I was a mildly angsty teenager -- angsty enough to listen to music and feel something, but not so angsty as to feel actual angst for more than a few minutes at a time. I think this is a good temperament to shoot for.
When I was a freshman in college, I was at school six hours from home and a hurricane was hurtling toward my hometown, my family, and all of the friends I was desperately missing. In one of my moments of angst, I thought, "If they're going to get hit by a hurricane, I'm going to be there with them," jumped in my car, and sped home (I literally sped. I got a ticket in the middle of nowhere Mississippi.) listening to the song "Hurricane" by Something Corporate on repeat.
you don't do it on purpose but you make me shake / now I count the hours till you wake / with your baby's breath sweet symphonies / come on sweet catastrophe
Whenever I needed to be angsty, Something Corporate was there for me with lines like "she needs to hear she's beautiful" and "you can tell me why you just don't fit in/and how you're gonna be something" and, when my mom died, an entire song called Ruthless. Her name was Ruth.
I stood in line for hours to be in the front row at shows; to meet the lead singer Andrew McMahon. For high school art, I did a photography project based on Something Corporate lyrics. I posed my friend Michael holding a bouquet of flowers in the doorway of a half constructed house in my neighborhood (maybe when the door gets broke down, love can break in.) and, in the darkroom, watched my favorite song come to life in a tub of developer.
I was very deep.
And then, for whatever reason, I stopped needing music to help me feel things. I left this band and its words with my high school self's "problems." I was vaguely aware that Andrew McMahon was still around - making music, dealing with a terrible cancer diagnosis, fighting cancer, beating cancer, making music.
And then, when I was six months pregnant, he re-emerged into my life with a song called Cecilia and the Satellite, about his baby girl, Cecilia.
And I remembered how music can help you feel things.
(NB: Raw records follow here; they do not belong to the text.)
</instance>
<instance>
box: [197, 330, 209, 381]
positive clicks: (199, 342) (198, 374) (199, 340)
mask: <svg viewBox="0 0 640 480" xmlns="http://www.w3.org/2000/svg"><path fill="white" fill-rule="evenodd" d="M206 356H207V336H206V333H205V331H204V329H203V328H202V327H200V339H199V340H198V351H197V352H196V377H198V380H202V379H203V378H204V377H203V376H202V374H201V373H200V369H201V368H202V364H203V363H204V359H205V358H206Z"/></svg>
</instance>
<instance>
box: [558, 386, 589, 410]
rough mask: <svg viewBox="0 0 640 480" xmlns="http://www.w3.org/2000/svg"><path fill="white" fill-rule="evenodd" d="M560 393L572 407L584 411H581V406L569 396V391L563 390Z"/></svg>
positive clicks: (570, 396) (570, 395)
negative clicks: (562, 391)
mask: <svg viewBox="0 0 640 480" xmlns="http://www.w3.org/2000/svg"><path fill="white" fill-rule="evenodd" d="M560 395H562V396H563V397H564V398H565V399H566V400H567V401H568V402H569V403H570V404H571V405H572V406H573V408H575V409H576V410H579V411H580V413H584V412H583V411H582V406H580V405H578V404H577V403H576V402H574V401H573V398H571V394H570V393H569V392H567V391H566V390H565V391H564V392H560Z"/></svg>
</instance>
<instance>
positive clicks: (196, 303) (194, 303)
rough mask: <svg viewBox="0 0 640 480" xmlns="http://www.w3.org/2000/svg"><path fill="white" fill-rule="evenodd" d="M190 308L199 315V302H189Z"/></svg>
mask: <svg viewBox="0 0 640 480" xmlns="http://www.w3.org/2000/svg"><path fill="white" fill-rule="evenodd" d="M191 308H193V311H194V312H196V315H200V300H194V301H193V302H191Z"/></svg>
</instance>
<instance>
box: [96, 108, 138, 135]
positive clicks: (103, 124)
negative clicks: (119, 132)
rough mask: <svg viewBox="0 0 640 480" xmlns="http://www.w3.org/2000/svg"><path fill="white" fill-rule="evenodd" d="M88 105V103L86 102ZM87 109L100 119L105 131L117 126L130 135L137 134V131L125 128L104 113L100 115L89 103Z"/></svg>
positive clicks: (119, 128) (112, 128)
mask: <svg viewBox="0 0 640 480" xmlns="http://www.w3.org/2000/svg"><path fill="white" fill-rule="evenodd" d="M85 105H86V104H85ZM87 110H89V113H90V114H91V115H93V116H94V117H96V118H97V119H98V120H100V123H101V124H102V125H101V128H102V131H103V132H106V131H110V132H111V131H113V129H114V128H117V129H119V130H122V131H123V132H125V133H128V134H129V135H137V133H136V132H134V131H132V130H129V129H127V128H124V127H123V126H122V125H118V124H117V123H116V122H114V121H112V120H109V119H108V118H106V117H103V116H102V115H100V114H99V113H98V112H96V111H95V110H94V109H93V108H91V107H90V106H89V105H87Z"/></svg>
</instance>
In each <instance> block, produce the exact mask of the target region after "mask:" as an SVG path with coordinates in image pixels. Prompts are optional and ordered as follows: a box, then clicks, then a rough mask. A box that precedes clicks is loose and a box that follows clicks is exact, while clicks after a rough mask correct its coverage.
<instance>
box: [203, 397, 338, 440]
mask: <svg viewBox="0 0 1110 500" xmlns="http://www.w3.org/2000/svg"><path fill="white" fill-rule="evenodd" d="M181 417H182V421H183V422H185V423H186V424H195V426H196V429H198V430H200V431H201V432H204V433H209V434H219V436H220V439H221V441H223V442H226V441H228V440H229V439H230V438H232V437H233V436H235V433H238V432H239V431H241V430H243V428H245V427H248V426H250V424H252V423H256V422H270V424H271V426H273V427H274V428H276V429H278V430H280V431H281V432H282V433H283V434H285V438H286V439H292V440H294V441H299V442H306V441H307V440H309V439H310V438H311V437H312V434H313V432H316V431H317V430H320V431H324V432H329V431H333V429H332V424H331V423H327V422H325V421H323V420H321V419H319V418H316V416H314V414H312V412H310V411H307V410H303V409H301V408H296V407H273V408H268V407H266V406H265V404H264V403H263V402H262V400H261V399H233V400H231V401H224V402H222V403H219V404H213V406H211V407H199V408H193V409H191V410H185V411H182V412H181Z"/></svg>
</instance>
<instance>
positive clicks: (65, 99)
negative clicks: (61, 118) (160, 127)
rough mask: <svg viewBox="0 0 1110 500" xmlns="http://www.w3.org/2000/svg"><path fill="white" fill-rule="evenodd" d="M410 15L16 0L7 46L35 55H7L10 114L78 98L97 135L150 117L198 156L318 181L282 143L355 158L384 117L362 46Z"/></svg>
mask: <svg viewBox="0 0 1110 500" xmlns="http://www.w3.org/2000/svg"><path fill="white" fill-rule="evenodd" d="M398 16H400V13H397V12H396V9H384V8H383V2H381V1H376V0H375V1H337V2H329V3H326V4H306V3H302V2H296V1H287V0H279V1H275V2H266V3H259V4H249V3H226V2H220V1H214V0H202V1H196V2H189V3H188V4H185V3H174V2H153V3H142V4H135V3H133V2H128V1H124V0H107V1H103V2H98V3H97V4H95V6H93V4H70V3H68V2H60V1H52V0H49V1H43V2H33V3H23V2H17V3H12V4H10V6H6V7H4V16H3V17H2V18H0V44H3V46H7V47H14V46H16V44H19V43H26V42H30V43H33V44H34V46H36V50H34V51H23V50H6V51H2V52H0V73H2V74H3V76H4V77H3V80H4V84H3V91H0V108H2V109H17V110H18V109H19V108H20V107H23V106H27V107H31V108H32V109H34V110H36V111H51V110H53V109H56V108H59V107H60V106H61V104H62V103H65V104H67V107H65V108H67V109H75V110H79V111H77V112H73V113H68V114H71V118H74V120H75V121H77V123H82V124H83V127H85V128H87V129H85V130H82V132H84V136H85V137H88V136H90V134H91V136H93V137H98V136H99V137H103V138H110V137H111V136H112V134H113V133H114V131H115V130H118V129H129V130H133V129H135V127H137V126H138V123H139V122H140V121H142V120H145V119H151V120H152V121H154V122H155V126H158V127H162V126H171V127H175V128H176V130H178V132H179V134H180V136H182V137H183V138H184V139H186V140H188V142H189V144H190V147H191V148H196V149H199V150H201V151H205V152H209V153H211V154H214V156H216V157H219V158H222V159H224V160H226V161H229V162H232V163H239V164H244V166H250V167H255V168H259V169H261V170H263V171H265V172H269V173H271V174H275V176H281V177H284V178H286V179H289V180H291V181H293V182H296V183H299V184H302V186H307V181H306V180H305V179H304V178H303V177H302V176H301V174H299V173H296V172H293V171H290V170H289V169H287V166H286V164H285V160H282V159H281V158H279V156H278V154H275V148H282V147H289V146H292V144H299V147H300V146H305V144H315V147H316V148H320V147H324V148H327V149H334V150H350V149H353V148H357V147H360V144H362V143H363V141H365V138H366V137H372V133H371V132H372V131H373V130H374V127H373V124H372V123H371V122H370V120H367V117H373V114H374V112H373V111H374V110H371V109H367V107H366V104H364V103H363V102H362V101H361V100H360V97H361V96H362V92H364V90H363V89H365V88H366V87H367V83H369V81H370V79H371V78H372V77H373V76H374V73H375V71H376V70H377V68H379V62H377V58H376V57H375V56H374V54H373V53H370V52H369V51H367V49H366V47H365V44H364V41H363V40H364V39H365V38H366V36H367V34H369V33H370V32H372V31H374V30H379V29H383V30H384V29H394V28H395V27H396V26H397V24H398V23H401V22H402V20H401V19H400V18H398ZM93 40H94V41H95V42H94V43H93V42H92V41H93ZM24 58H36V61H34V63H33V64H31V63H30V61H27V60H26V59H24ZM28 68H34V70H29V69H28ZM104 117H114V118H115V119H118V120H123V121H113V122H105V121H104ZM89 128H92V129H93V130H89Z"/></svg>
Last month, I convinced my friend Bri to go to with me to Andrew McMahon's Minneapolis concert at First Ave. She had a baby two days after I did, and as soon as I had her listen to Cecilia and the Satellite, she was on board. We were sitting in a restaurant just before the concert, drinking wine and eating tater tots like the classy new moms we are, and I was telling her how far back my Andrew McMahon fandom went.
"I even brought one of the photos I developed to a concert," I said out loud for the first time since high school, cringing, "and handed it to him after the show. It felt very important."
We laughed at former me.
"I wonder if he still has it," Bri said. "I wish we could ask him."
And then he walked into the restaurant.
Seriously. He was wearing a giant coat, because Minneapolis, and his wife and baby -- the Cecilia -- were right behind him. He greeted some fans around the restaurant, and walked right past me and disappeared as we sat there, frozen, our question unasked and unanswered.
We laughed at current me.
We laughed at timing. At pictures of our babies. At how many tater tots we consumed. And then we ducked into the concert and marveled at how the dad in the coat that had just brushed past us was now jumping on a piano, moving hundreds of people to tears.
And then we blogged about it -- the 2015 version of standing in line to tell an artist how much their work means to you.